The 12th annual contest, the eighth largest collegiate competition in the country, offers GW competitors real-world experiences in entrepreneurship. Each year teams compete in one of three categories — Tech, New, and Social Ventures — with four teams facing off against each other in the final round. More than 150 judges from around the world helped narrow the entries from a field of 428 teams. Teams representing the SMHS MD Class of 2023 competed in the Tech Venture and Social Venture categories of the competition, with one earning top honors in two categories and both teams receiving finalist prizes.

First-year medical students, Shelly Mishra, Aditya Maddali, and Krithika Rao comprise the RestEasy team, which competed in the Tech Venture category for projects featuring new proprietary technology, discovery, or innovation at their core. Their product is a wearable pediatric asthma monitor that detects and alerts parents when their child is experiencing a nighttime asthma attack. The team took home the Viewer’s Choice Award, the Best Medical Tech Prize, and a Runner Up Prize totaling more than $22,000.

“We are very honored to have won [these categories] for our venture in this competition and to represent SMHS,” said Mishra. “Having the opportunity to advance through multiple rounds of the competition to the finals has been validating, and shows that RestEasy has a lot of potential for to those who are affected by asthma.”

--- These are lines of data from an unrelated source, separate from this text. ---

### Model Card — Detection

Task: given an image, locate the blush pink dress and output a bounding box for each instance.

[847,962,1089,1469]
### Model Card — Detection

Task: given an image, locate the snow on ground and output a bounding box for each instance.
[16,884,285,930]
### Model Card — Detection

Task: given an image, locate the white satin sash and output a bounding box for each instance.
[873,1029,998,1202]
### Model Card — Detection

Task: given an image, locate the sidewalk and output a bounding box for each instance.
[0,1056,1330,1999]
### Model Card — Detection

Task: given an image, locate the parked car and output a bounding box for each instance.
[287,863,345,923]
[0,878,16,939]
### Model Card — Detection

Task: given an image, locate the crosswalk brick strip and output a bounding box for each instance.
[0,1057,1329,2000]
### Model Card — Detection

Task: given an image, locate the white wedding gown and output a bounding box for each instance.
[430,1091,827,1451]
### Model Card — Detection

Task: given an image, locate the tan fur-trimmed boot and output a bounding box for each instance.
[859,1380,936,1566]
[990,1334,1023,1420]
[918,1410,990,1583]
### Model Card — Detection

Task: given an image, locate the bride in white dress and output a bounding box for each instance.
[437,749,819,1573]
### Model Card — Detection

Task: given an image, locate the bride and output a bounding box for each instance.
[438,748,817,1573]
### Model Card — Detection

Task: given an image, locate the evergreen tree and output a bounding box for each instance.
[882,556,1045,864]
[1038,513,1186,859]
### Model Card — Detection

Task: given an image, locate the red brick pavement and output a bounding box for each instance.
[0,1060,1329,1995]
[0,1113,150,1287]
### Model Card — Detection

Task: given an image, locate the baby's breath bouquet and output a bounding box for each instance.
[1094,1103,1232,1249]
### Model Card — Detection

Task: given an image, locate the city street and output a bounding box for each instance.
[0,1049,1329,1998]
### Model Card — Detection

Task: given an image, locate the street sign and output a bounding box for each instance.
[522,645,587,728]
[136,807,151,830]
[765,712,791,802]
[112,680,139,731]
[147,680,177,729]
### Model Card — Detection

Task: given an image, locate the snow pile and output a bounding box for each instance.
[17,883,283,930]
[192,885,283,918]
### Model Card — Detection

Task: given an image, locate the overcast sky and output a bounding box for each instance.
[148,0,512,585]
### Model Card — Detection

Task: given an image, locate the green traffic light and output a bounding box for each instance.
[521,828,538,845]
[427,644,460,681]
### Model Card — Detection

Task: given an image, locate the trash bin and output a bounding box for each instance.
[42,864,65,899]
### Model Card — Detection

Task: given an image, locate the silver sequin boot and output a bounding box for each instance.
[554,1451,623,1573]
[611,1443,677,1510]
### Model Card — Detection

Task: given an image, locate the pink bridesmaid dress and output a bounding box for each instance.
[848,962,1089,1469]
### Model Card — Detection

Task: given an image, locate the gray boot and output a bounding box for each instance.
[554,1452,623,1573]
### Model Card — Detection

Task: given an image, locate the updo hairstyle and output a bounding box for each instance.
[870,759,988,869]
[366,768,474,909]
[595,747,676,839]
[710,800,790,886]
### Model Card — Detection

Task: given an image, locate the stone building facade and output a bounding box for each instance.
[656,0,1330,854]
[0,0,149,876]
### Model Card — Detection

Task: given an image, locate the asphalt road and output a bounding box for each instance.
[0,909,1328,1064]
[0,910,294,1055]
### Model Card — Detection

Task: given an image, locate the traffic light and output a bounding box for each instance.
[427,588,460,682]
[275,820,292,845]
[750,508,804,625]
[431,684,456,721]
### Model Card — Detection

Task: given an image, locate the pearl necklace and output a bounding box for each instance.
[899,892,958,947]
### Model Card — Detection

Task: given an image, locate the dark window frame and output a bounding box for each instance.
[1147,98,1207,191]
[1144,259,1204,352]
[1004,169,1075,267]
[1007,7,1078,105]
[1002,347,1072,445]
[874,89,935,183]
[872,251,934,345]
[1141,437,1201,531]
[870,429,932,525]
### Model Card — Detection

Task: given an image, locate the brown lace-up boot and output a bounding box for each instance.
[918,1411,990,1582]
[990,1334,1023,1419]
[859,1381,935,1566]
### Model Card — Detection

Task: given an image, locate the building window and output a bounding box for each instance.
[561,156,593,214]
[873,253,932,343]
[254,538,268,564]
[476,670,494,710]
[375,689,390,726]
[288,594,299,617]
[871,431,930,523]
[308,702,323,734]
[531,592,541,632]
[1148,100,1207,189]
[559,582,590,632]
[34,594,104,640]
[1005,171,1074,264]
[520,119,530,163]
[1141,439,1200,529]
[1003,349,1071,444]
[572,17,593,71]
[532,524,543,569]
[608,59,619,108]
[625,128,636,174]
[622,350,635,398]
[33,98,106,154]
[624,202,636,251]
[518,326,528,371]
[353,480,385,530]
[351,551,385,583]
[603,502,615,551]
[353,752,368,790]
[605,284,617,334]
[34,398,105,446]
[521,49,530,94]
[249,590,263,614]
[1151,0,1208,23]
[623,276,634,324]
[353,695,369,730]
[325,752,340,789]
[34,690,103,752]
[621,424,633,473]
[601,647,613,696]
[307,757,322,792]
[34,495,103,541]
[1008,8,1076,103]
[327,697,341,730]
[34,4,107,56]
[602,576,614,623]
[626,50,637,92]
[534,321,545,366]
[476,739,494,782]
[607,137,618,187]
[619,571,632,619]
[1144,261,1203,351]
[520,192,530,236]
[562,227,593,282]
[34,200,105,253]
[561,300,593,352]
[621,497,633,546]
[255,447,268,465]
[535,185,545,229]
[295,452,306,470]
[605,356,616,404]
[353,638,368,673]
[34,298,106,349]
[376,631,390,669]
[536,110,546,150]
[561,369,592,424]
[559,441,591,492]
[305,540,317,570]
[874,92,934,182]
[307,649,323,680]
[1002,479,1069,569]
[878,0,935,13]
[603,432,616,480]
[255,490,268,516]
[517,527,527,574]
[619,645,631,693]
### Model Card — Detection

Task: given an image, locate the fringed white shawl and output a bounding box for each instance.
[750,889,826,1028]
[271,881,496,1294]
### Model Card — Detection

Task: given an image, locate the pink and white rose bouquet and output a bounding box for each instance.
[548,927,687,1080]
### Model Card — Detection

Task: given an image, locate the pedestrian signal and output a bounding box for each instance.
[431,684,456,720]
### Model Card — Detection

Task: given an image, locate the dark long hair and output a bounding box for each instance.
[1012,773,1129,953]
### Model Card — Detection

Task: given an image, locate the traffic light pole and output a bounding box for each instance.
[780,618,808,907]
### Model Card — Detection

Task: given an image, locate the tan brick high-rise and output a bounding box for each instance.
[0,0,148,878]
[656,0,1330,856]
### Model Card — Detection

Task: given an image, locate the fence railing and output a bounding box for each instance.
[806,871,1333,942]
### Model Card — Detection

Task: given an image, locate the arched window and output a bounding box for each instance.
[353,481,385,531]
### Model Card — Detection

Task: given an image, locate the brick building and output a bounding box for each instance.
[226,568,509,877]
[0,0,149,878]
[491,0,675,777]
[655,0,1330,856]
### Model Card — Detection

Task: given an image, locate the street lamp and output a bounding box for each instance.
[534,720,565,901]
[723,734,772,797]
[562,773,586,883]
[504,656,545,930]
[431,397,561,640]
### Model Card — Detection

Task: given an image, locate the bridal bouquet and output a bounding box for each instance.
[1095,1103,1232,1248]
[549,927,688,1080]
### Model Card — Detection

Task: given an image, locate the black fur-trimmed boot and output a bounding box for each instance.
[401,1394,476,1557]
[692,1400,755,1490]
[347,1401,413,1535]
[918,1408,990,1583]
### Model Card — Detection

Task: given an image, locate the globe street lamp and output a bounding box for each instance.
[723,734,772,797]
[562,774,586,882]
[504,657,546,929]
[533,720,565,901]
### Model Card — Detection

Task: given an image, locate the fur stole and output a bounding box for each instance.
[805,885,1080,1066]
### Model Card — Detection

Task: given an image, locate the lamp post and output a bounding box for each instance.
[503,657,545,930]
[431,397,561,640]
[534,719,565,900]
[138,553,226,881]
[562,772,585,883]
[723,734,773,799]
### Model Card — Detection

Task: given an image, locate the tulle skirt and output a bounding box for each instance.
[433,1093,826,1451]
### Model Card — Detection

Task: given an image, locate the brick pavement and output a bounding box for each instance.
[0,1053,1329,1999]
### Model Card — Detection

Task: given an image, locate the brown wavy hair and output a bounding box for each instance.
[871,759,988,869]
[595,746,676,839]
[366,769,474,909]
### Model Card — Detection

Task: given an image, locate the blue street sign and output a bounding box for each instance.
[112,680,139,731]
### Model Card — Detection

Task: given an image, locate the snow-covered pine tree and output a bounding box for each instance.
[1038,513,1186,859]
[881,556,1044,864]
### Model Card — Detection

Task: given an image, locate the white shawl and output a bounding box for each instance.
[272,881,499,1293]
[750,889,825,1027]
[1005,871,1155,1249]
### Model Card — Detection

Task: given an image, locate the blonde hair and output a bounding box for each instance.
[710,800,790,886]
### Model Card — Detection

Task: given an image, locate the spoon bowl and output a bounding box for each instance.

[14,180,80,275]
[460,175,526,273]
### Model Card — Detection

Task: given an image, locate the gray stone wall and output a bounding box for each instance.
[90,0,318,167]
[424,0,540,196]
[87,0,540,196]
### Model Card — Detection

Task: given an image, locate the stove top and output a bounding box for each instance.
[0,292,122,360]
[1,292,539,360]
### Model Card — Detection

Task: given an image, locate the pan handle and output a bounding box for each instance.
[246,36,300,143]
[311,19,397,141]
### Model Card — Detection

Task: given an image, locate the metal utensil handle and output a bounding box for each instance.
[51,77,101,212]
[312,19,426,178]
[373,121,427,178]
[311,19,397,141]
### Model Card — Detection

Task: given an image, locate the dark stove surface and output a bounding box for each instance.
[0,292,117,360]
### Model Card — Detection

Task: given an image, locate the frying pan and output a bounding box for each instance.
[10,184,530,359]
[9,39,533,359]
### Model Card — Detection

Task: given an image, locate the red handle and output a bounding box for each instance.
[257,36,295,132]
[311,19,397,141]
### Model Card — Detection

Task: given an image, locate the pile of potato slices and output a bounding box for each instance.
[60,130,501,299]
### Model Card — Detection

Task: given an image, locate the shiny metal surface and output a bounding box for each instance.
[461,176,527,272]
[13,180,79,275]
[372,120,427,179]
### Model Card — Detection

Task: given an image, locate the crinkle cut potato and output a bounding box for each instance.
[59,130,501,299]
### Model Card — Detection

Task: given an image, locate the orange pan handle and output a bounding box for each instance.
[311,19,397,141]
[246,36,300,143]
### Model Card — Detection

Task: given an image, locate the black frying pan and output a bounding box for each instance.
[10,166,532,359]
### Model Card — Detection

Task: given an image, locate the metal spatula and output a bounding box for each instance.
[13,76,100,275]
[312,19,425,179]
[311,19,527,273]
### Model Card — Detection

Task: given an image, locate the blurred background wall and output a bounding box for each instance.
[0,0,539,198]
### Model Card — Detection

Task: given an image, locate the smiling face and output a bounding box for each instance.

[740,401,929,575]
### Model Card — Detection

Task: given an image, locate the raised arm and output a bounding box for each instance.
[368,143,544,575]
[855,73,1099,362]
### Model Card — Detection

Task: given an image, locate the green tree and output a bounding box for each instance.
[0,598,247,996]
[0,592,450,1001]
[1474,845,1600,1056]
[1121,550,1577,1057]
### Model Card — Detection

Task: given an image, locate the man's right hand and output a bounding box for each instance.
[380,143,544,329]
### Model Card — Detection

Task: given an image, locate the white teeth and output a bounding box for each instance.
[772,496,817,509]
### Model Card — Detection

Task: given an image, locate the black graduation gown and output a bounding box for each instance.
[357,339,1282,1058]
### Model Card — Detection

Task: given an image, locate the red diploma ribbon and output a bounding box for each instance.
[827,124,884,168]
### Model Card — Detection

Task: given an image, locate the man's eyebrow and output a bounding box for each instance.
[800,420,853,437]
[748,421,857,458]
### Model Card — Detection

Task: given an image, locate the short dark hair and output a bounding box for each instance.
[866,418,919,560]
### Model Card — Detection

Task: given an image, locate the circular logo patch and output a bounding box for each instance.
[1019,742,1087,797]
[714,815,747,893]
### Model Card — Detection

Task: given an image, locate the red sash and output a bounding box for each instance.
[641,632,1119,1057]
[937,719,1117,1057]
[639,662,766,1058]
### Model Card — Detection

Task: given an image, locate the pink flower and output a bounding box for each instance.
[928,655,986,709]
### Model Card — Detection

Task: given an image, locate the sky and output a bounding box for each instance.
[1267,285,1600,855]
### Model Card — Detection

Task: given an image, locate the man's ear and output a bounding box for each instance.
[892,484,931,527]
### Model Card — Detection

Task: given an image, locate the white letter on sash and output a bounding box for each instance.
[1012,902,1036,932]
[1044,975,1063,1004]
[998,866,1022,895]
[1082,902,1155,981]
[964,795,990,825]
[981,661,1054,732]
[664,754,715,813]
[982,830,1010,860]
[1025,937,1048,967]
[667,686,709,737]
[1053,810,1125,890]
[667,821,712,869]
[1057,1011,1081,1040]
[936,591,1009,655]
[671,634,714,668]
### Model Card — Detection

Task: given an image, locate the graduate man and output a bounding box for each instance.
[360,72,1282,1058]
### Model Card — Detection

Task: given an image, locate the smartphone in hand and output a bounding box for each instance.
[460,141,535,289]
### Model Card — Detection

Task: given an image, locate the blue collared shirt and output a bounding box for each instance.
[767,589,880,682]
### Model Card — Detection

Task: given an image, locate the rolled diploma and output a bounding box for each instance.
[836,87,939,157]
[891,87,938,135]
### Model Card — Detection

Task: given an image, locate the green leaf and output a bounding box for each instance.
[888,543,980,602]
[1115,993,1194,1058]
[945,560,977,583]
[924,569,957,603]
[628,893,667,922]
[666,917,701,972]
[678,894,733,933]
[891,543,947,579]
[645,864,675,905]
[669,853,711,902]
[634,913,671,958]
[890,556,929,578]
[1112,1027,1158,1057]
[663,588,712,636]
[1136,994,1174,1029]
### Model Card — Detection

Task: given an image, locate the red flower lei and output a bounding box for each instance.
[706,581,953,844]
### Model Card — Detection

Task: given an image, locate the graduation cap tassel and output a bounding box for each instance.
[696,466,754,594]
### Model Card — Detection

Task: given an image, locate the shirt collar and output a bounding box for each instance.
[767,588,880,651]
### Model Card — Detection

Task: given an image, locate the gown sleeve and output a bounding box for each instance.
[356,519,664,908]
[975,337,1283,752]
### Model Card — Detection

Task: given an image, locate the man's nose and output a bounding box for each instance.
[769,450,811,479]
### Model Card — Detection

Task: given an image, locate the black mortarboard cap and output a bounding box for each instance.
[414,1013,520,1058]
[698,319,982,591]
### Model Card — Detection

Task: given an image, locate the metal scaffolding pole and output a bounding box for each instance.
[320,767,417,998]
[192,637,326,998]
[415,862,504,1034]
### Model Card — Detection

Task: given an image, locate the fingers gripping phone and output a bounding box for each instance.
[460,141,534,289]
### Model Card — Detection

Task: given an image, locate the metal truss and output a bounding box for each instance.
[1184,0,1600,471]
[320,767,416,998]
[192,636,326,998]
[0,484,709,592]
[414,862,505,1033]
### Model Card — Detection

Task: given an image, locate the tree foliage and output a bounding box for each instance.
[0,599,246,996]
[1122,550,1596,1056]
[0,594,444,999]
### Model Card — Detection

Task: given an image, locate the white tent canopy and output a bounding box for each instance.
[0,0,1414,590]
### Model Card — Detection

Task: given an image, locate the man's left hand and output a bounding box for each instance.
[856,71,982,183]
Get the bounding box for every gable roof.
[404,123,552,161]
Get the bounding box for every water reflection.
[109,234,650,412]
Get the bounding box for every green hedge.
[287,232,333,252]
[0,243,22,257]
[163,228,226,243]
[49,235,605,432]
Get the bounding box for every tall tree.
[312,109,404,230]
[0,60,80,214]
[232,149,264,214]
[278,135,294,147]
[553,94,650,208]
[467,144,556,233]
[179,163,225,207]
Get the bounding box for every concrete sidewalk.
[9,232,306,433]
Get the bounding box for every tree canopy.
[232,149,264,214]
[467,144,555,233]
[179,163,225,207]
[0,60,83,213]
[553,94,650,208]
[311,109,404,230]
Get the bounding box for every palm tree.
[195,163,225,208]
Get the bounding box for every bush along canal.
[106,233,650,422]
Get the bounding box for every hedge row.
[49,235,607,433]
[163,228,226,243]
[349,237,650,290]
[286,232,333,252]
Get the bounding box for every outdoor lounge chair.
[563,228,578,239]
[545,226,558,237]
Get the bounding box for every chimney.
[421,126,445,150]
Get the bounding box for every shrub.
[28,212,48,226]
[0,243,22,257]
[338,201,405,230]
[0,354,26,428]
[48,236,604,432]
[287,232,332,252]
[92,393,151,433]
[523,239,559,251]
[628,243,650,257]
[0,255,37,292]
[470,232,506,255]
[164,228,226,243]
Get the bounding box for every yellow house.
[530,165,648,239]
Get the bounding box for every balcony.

According to the Asthma and Allergy Foundation of America, there are more than 6.2 million children under the age of 18 living with asthma. The team’s product is a monitor linked to a mobile device app that alerts parents whose children are experiencing nocturnal asthma attacks. The device tracks three parameters — heart rate, respiratory rate, and pulse oximetry (a noninvasive measurement of blood oxygen levels). When the sensors detect measurements outside the normal range, signaling a possible attack, the app sends an alert to a parent’s phone. The data collected can also be sent to the child’s pediatrician.

“I think this competition gave us the unique opportunity to prove that we also have the business skills and acumen, in addition to the clinical skills we are taught in medical school, to be competitive in the entrepreneurial field,” said Mishra. She added that the success has left the team optimistic that its proposal is strong enough to lure potential investors with the capital necessary to turn their venture into a reality.

For the coming year, the RestEasy team plans to use its prize money to develop and refine the prototype, as well as submit a patent application and begin the process for FDA approval.

“Almost all of the individual parts of our technology exist separately, so we know that we do not have to re-invent the wheel with product development” Mishra explained. “We do have to do a bit of work to do in terms of creating the unique aspects of our product which will require time and experimentation.”

Another team from SMHS, Project REALM, also reached the finals of the competition and took home one of the $5,000 Runner Up Prizes. SMHS first-years Rushi Challa, Hoon Min, Jacob Shalkevich, and Nandan Srinivasa competed in the Social Venture category — looking to solve social or environmental problems using nonprofit, for-profit, or hybrid models — with a proposal to collect sterile and unused medical supplies from area hospitals for repackaging and redistribution to under-resourced local free clinics.